As an instance he cited the case of the Stožice sports complex, where he said the NLB management negotiated better terms for the bank in a project that had been financially amiss from the start and had already been started by the previous management.

"Stožice was a picnic compared to developments around Mercator," he said about the failed attempt by the bank and other Mercator shareholders to sell the majority stake in the retailer to Croatia's Agrokor.

"That was a brutal and well media-orchestrated interference by politics and interest groups in the management of the bank that prevented the implementation of the government-endorsed NLB strategy."

Masten does not expect change in the management of the bank until it gets a proper owner. "I cannot imagine any serious banker would be prepared to take over at the helm of the international banking group for a year."

He expects that the Belgian KBC bank would pull out as an owner from NLB in line with its commitments to the European Commission as well as because he thinks Slovenia treats KBC as "an enemy".

Masten was critical of the politicians' response to due diligence conducted at NLB, arguing that their reactions are harmful for the bank as well as the country.

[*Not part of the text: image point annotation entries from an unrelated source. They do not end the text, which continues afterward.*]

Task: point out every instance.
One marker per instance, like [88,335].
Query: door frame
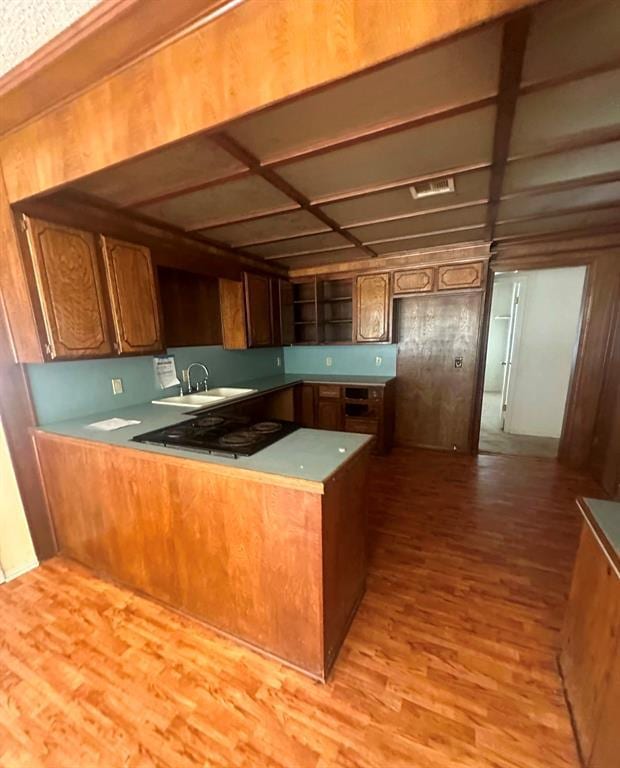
[577,383]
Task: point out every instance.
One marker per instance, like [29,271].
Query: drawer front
[413,281]
[329,390]
[364,426]
[460,276]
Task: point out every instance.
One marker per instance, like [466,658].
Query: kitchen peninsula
[268,548]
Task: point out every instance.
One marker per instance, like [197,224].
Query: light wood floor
[450,662]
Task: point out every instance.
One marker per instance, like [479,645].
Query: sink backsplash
[72,389]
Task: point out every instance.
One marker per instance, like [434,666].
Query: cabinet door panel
[134,297]
[329,414]
[287,333]
[258,308]
[455,276]
[372,302]
[71,292]
[413,280]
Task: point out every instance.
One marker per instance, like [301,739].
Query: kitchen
[312,276]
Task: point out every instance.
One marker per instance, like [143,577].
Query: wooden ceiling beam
[514,40]
[240,153]
[394,126]
[562,212]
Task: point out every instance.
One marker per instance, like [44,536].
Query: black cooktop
[221,435]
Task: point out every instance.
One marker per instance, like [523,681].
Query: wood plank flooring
[450,662]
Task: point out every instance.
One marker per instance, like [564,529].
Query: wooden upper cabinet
[258,310]
[134,297]
[70,291]
[414,280]
[451,277]
[372,307]
[285,300]
[232,311]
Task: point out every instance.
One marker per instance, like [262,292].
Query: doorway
[533,332]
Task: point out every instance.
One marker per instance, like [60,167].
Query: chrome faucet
[202,383]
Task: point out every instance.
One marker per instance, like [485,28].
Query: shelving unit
[305,312]
[337,301]
[323,311]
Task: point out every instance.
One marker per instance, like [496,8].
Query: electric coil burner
[221,435]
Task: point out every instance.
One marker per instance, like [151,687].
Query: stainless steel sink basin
[204,399]
[195,400]
[230,391]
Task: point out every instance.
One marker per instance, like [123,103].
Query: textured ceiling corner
[27,25]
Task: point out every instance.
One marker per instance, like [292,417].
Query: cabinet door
[413,280]
[134,297]
[450,277]
[305,405]
[372,303]
[232,312]
[71,291]
[329,414]
[286,312]
[258,309]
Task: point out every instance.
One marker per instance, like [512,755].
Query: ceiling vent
[432,187]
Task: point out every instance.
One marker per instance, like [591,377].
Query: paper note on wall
[165,371]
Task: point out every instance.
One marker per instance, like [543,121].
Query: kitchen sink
[204,399]
[195,400]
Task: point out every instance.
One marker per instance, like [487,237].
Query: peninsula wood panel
[209,69]
[372,307]
[219,550]
[434,399]
[70,290]
[136,308]
[590,638]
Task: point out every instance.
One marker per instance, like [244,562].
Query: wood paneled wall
[260,53]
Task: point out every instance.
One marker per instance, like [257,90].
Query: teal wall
[354,359]
[69,390]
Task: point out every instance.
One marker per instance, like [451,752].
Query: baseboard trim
[15,572]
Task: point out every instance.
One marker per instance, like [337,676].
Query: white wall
[546,337]
[498,332]
[17,553]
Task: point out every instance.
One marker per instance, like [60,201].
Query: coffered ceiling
[523,115]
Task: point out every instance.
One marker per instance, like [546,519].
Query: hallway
[450,662]
[494,440]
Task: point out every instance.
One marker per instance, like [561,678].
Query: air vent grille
[432,187]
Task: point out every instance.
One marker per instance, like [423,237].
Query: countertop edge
[268,478]
[606,545]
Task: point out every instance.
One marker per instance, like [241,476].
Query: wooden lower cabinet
[218,542]
[590,653]
[329,414]
[367,410]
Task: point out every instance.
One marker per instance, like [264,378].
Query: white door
[510,347]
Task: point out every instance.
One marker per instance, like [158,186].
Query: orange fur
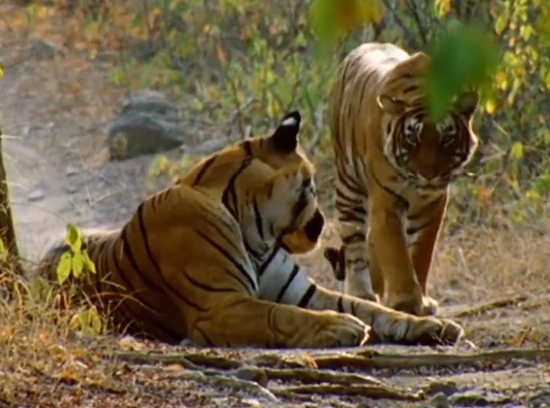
[394,168]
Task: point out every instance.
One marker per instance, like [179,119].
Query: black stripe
[258,218]
[347,181]
[229,196]
[343,196]
[247,146]
[429,207]
[355,237]
[206,165]
[291,277]
[400,199]
[233,261]
[410,89]
[153,261]
[304,301]
[352,305]
[134,293]
[349,216]
[228,241]
[206,287]
[341,304]
[127,250]
[265,265]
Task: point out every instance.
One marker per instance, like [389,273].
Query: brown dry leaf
[58,352]
[7,332]
[175,367]
[129,343]
[70,374]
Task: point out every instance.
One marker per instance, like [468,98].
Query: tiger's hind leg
[352,214]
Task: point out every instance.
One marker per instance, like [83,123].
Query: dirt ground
[55,112]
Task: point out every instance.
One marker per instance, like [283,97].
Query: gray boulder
[148,123]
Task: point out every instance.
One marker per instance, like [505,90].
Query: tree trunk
[10,260]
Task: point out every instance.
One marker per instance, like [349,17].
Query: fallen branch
[485,307]
[368,391]
[187,360]
[364,359]
[408,361]
[219,379]
[313,376]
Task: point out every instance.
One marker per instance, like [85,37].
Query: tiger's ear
[285,137]
[391,105]
[467,103]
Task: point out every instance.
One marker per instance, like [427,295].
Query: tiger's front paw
[339,330]
[430,331]
[417,305]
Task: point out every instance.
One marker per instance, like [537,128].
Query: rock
[44,49]
[71,171]
[439,400]
[36,195]
[148,123]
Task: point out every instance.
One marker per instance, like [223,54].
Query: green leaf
[88,262]
[463,58]
[94,320]
[78,263]
[64,267]
[73,237]
[3,251]
[517,151]
[331,19]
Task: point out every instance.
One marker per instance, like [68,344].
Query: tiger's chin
[306,238]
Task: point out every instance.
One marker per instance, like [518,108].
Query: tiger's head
[290,196]
[267,183]
[428,154]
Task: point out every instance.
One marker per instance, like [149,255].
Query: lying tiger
[394,168]
[207,259]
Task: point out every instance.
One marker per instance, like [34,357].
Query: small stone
[36,195]
[439,400]
[71,171]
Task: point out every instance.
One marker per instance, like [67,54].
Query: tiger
[394,168]
[208,260]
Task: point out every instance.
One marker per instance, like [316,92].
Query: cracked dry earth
[56,113]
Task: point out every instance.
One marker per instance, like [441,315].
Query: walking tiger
[394,167]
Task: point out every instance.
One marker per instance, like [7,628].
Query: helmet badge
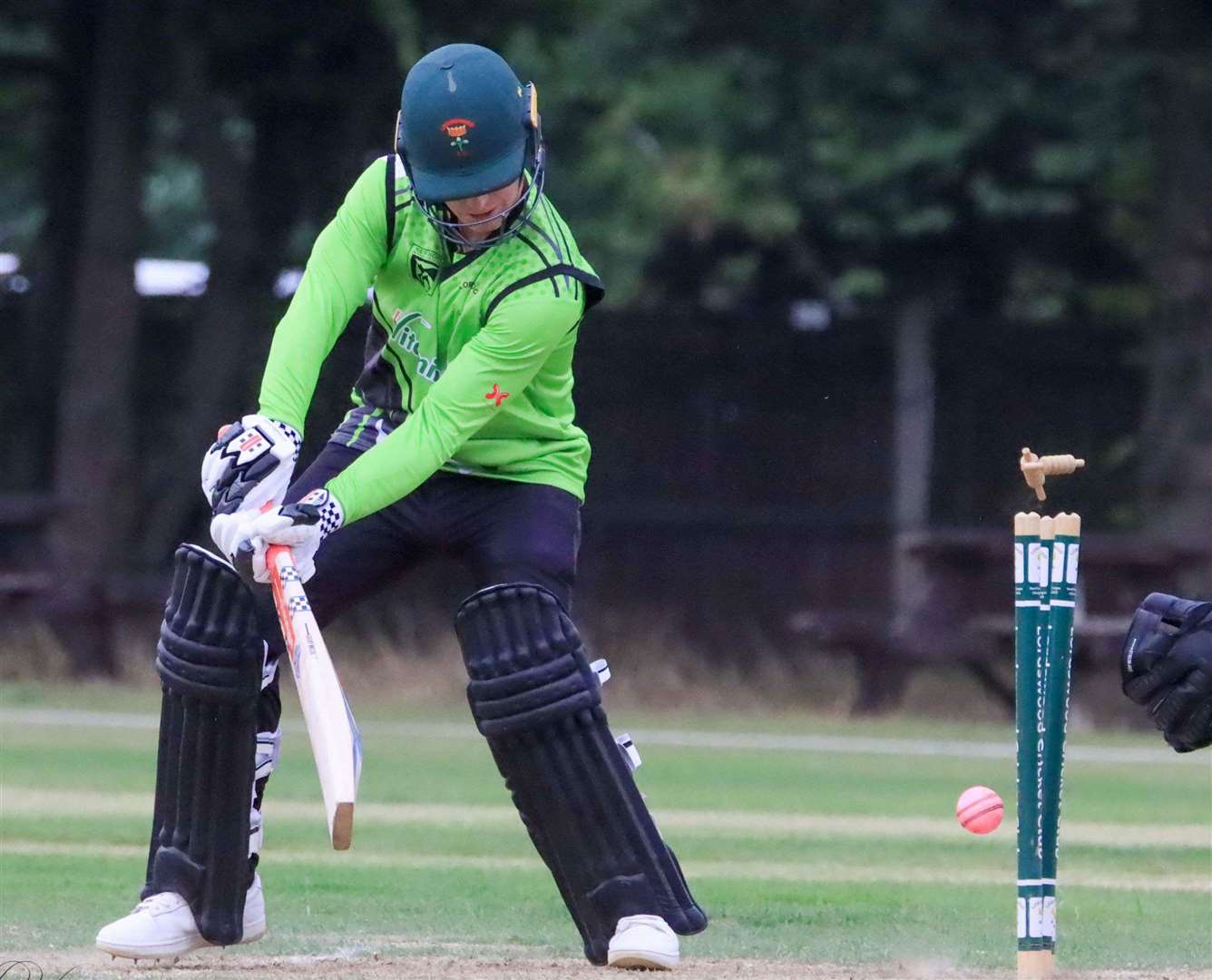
[457,129]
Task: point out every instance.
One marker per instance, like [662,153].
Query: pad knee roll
[537,700]
[210,660]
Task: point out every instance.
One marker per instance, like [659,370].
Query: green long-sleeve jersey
[468,356]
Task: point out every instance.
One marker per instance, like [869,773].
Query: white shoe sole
[641,959]
[173,950]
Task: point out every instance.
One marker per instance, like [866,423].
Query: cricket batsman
[1166,666]
[461,440]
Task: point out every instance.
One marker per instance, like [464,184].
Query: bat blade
[336,741]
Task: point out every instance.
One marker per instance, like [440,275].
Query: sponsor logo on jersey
[405,335]
[425,266]
[457,129]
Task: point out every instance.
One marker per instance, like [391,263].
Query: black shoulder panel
[594,289]
[389,191]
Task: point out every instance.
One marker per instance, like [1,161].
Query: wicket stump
[1046,552]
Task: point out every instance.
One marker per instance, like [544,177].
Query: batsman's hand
[249,465]
[302,526]
[1168,667]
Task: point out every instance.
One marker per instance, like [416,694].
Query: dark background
[857,255]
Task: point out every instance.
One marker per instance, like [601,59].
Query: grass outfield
[811,858]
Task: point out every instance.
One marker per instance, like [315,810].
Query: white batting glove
[249,466]
[302,526]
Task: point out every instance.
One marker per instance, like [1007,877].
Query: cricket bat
[336,742]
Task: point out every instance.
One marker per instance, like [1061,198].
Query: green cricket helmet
[467,126]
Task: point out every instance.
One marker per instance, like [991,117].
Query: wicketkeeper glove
[249,465]
[1168,666]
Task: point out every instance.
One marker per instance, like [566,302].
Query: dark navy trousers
[500,530]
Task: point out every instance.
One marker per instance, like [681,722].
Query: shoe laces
[161,901]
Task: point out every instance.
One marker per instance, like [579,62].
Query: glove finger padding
[249,465]
[1186,717]
[1164,641]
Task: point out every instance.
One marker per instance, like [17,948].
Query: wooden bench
[955,608]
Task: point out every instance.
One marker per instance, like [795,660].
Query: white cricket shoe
[162,926]
[642,943]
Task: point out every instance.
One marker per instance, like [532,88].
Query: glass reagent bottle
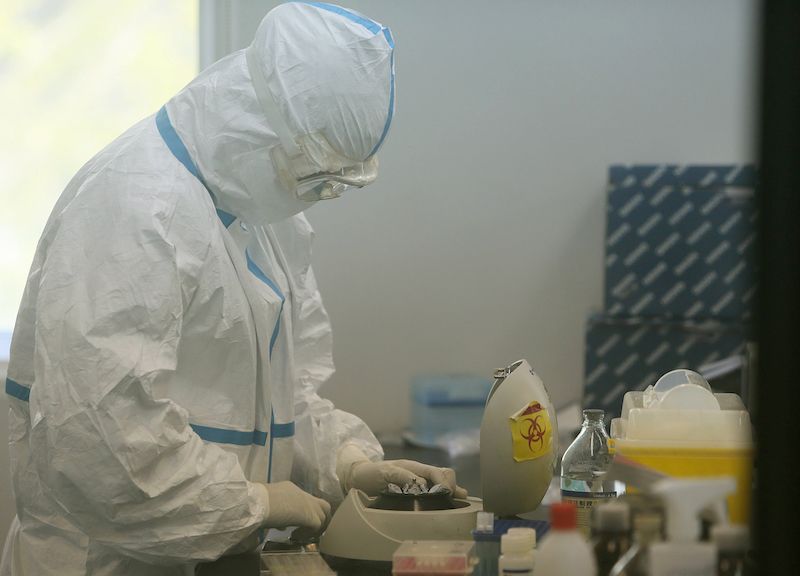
[584,467]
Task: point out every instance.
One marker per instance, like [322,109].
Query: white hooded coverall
[171,339]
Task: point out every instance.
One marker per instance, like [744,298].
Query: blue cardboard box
[625,354]
[446,403]
[680,242]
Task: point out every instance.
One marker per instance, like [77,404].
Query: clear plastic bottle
[564,551]
[584,467]
[611,534]
[517,552]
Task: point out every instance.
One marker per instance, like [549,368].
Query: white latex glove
[287,505]
[355,470]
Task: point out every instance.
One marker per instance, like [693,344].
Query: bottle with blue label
[584,467]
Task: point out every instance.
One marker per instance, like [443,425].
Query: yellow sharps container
[682,428]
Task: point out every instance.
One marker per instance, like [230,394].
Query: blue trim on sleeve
[282,430]
[225,436]
[226,217]
[18,390]
[277,431]
[178,149]
[258,273]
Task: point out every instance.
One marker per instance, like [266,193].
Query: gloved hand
[355,470]
[287,505]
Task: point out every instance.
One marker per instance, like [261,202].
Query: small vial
[516,552]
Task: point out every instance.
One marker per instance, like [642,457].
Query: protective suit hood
[329,70]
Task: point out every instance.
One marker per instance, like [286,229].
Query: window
[74,74]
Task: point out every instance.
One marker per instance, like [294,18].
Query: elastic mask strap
[269,106]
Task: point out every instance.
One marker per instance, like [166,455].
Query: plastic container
[517,552]
[487,545]
[610,534]
[443,404]
[647,528]
[681,428]
[487,537]
[733,545]
[683,552]
[434,558]
[583,469]
[564,551]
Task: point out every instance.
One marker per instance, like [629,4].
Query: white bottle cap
[731,537]
[515,543]
[528,533]
[485,522]
[684,498]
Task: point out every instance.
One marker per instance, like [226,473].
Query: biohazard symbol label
[531,432]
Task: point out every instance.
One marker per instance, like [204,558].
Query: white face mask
[307,165]
[316,172]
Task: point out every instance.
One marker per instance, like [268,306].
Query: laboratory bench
[468,476]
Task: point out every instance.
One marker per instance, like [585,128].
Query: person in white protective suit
[171,340]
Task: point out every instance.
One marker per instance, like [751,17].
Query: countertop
[468,476]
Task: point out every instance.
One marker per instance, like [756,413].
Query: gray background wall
[481,242]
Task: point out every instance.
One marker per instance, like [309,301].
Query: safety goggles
[307,165]
[317,172]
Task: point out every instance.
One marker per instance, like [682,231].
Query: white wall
[482,241]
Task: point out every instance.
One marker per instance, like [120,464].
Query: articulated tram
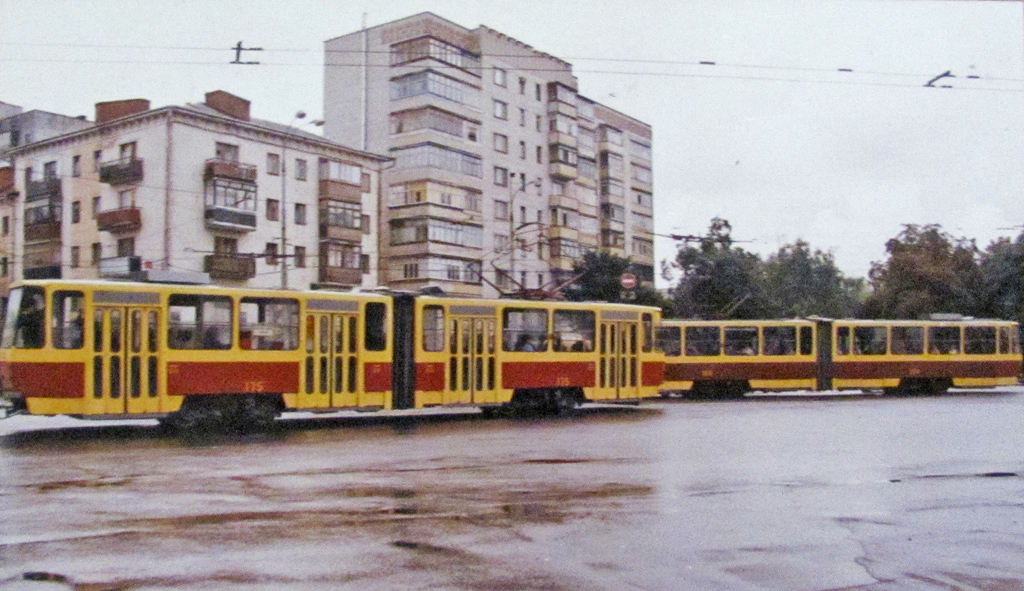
[727,359]
[190,354]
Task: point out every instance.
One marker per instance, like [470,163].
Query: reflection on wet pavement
[853,493]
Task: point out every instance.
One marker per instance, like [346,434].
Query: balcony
[216,168]
[340,233]
[45,230]
[229,219]
[335,275]
[340,191]
[562,170]
[122,220]
[46,188]
[229,266]
[124,171]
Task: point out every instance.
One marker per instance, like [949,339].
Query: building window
[501,209]
[225,246]
[501,176]
[226,152]
[126,247]
[501,110]
[501,143]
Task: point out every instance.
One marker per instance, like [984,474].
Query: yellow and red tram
[192,353]
[729,357]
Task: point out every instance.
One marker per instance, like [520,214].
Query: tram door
[332,364]
[125,369]
[471,371]
[619,360]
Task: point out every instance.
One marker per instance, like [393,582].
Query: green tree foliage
[928,271]
[799,282]
[719,281]
[599,277]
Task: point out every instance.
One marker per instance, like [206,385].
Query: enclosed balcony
[216,168]
[47,188]
[124,220]
[340,191]
[341,276]
[124,171]
[229,266]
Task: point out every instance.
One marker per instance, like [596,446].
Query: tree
[719,281]
[599,277]
[1003,270]
[928,271]
[800,282]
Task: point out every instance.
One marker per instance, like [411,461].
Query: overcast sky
[772,136]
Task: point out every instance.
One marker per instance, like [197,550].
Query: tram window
[943,340]
[268,324]
[740,340]
[704,341]
[67,321]
[433,329]
[376,315]
[573,331]
[806,340]
[979,340]
[908,340]
[843,340]
[780,340]
[648,333]
[869,340]
[524,330]
[199,322]
[670,340]
[25,329]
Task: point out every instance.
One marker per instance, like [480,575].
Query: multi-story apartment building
[503,174]
[177,192]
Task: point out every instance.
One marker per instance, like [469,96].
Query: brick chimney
[228,103]
[118,109]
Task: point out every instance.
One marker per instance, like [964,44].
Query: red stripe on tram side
[879,369]
[739,371]
[548,375]
[377,377]
[429,377]
[45,380]
[231,377]
[653,374]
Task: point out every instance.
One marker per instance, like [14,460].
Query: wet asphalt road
[784,493]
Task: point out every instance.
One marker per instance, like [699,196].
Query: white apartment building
[503,174]
[178,192]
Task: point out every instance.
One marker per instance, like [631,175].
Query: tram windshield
[24,324]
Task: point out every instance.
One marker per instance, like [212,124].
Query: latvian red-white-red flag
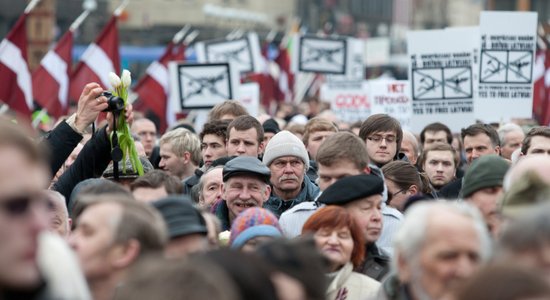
[154,88]
[15,77]
[50,82]
[100,58]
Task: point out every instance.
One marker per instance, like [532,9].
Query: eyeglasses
[19,205]
[294,163]
[391,195]
[379,138]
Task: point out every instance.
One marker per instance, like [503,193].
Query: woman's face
[336,244]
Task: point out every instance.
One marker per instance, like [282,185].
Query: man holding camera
[96,154]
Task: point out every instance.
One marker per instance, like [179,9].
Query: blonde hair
[183,140]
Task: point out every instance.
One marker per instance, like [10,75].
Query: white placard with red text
[349,102]
[249,97]
[391,97]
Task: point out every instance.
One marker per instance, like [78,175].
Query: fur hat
[252,223]
[285,143]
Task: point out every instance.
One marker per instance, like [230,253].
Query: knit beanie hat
[251,223]
[486,171]
[270,125]
[285,143]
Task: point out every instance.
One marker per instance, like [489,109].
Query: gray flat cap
[246,165]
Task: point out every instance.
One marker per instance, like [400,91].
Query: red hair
[333,216]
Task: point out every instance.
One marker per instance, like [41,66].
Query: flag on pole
[100,58]
[50,82]
[16,87]
[286,77]
[153,88]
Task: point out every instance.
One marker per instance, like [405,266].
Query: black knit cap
[352,188]
[181,217]
[270,125]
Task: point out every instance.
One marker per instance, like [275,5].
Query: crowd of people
[288,207]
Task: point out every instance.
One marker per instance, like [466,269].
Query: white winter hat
[285,143]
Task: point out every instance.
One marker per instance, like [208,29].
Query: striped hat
[251,223]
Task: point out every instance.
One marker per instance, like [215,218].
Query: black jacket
[451,190]
[61,141]
[91,162]
[376,264]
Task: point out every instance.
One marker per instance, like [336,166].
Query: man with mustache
[245,185]
[287,158]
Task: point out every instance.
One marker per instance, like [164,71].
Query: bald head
[59,215]
[540,164]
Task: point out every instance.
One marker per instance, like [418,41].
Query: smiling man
[245,185]
[287,158]
[479,140]
[245,136]
[439,162]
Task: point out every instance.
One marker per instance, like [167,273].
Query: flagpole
[78,21]
[191,37]
[121,7]
[31,6]
[178,37]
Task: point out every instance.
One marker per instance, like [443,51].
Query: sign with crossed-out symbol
[204,85]
[442,83]
[236,51]
[505,66]
[322,55]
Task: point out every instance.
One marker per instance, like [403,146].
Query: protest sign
[391,97]
[508,45]
[441,77]
[349,102]
[249,97]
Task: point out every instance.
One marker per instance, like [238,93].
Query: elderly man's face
[287,173]
[450,254]
[23,215]
[211,187]
[512,141]
[244,191]
[93,239]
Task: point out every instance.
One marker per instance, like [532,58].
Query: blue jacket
[277,206]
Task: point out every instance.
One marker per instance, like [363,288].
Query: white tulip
[114,80]
[126,78]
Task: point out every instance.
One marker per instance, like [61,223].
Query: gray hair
[505,129]
[410,238]
[531,231]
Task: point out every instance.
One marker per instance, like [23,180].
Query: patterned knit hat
[285,143]
[252,223]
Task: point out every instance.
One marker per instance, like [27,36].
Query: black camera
[116,104]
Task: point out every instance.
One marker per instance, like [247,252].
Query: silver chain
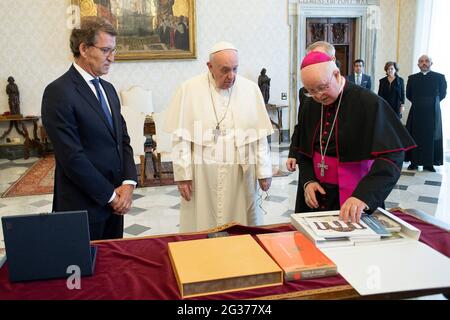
[214,107]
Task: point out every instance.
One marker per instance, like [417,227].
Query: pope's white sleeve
[182,160]
[263,159]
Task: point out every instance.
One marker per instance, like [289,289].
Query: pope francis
[220,151]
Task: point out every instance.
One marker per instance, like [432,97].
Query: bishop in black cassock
[426,90]
[350,143]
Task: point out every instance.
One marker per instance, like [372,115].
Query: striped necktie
[102,100]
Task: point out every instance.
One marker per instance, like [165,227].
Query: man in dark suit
[359,77]
[426,90]
[95,170]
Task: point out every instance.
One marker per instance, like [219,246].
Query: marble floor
[156,209]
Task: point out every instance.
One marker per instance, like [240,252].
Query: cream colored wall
[34,48]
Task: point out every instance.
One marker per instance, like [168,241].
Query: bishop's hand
[352,209]
[310,194]
[291,164]
[264,184]
[185,188]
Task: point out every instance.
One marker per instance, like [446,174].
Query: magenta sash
[345,175]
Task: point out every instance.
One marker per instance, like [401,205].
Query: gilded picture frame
[147,29]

"Government members, for whom international investors know to have access to information, talk about the pointlessness of due diligence for the sake of their own promotion. The message they are sending out abroad in this way is that the country's biggest financial institution remains in big troubles and that due diligence was useless."

"The tragedy is that these people are not even aware of the consequences of their actions. The high yield on the country's debt is just a logical consequence," the economist says.